To mitigate this issue, we enabled chunked prefill (see papers: DeepSpeed-FastGen: High-throughput Text Generation for LLMs via MII and DeepSpeed-Inference and SARATHI: Efficient LLM Inference by Piggybacking Decodes with Chunked Prefills) at the inference engine layer. Instead of prefilling requests entirely before performing the decoding step, only a chunk of the request is prefilled up to a cap, reducing the wait time for requests in the decoding queue. The trade-off is a slight degradation in prefilling, due to chunked prefill capping the prefill sequence at every step. Still, ultimately, we can expect TPOT to have a much smaller variance, resulting in a better end-user experience for streaming.
Alternatively, other methods can keep TPOT consistent with continuous batching, such as prefill-decode disaggregation.
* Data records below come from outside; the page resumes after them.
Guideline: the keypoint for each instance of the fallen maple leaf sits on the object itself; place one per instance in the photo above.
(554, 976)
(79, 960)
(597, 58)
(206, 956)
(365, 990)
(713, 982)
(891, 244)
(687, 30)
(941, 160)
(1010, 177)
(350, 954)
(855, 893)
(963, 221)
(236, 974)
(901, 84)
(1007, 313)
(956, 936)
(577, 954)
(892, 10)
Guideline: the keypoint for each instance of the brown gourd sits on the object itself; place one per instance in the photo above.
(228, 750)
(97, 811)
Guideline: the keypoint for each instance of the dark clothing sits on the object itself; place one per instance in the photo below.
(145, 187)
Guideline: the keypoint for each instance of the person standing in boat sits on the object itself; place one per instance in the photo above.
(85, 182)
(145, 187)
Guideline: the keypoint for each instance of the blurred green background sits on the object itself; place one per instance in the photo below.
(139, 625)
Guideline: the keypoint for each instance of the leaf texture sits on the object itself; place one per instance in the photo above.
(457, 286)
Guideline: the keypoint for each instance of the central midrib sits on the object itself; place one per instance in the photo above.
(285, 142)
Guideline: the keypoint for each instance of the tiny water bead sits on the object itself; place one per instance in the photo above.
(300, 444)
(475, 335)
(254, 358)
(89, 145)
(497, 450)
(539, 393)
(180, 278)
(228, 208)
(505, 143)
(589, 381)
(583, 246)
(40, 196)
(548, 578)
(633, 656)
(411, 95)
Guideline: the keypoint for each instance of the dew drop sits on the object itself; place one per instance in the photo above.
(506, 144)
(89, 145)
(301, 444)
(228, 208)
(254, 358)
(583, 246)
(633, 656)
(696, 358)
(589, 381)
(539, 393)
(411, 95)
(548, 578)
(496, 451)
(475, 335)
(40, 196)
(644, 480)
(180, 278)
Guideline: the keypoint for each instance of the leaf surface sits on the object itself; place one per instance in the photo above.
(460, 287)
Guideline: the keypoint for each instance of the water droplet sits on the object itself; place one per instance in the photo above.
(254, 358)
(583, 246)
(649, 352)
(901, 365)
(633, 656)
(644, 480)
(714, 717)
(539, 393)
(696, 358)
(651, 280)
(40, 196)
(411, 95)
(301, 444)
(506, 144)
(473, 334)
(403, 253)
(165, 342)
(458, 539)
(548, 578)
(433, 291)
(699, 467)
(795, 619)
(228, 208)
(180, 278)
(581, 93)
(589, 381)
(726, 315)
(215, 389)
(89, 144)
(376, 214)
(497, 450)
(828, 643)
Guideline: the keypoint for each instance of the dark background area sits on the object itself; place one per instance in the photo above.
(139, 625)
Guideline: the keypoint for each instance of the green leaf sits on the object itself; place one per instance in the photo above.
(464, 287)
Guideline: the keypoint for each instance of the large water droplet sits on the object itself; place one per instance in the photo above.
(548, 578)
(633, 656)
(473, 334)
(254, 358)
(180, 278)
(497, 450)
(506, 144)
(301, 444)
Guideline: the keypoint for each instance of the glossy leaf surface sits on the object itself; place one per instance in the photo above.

The gist of this method is that the prefill and decoding steps are split onto different machines since prefilling is compute-bound and decoding is memory bandwidth-bound. With prefill-decode disaggregation, TPOT and TTFT can be optimized for „goodput“ to serve both interactive and offline batch workloads.
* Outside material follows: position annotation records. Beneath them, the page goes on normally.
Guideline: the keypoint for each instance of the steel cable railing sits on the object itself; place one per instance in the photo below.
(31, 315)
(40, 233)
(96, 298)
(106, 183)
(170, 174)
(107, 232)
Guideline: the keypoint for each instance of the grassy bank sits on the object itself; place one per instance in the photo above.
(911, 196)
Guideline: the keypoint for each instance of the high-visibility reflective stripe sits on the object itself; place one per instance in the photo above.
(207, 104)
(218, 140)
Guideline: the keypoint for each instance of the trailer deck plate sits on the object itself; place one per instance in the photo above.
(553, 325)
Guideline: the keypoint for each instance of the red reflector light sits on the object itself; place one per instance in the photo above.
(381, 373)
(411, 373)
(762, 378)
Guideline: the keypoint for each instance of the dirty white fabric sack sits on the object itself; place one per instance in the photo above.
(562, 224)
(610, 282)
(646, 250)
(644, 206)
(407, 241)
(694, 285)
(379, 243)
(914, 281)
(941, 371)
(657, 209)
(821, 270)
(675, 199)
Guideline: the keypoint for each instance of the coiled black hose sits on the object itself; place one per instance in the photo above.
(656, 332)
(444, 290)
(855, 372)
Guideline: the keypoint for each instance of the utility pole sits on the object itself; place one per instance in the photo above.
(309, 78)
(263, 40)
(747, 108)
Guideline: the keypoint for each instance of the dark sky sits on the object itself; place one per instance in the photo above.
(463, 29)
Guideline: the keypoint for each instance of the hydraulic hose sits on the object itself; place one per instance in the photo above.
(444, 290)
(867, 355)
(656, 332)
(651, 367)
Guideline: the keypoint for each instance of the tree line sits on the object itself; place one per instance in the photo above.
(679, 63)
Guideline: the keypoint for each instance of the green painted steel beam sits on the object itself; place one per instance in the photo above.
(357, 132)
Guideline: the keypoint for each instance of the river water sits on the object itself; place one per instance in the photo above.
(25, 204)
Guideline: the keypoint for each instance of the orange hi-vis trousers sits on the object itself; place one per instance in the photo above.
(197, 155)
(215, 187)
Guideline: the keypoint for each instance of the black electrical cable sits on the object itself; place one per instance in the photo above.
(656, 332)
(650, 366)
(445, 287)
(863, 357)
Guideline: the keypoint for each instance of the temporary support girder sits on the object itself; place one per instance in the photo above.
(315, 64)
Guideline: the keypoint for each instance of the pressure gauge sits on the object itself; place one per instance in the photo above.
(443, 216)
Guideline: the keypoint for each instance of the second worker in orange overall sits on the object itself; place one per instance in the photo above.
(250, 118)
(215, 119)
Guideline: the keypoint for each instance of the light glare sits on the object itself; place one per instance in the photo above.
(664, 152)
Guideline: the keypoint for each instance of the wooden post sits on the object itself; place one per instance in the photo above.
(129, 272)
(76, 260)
To enhance the end-user experience for streaming applications, implementing chunked prefill can significantly improve the consistency of TPOT. These strategies optimize GPU resource usage and offer a flexible solution that adapts to the varying needs of both interactive and offline batch workloads. By reducing the variance in TPOT and minimizing the blocking of decoding processes, these methods help ensure smoother, real-time interactions in chat applications. Moreover, their ability to efficiently handle diverse workloads makes them well-suited for a wide range of applications, contributing to a more efficient and user-friendly inference system.
Summary
At Snowflake, our customers expect an uncompromised mix of efficiency and low latency, and their LLM workloads are no different. Unbounded by the traditional distinction between interactive and batch workloads, our shared approach lets us handle both high throughput and low latency tasks efficiently on our GPU machines. By dynamically capping the batch size for interactive tasks based on the workload, we keep latency low without heavily degrading throughput for other tasks. Giving priority to interactive tasks in the scheduling queue and kicking out noninteractive tasks when needed also improves the time to first token and token output rate.
This is essential for Snowflake as it allows us to deliver a seamless user experience across our suite of LLM products in Cortex AI. Whether it’s fast responses in Snowflake Copilot, real-time insights with Cortex Analyst, or handling heavy data processing with Cortex LLM Functions, we demonstrate how we can serve products with different use cases while optimizing GPU resource utilization.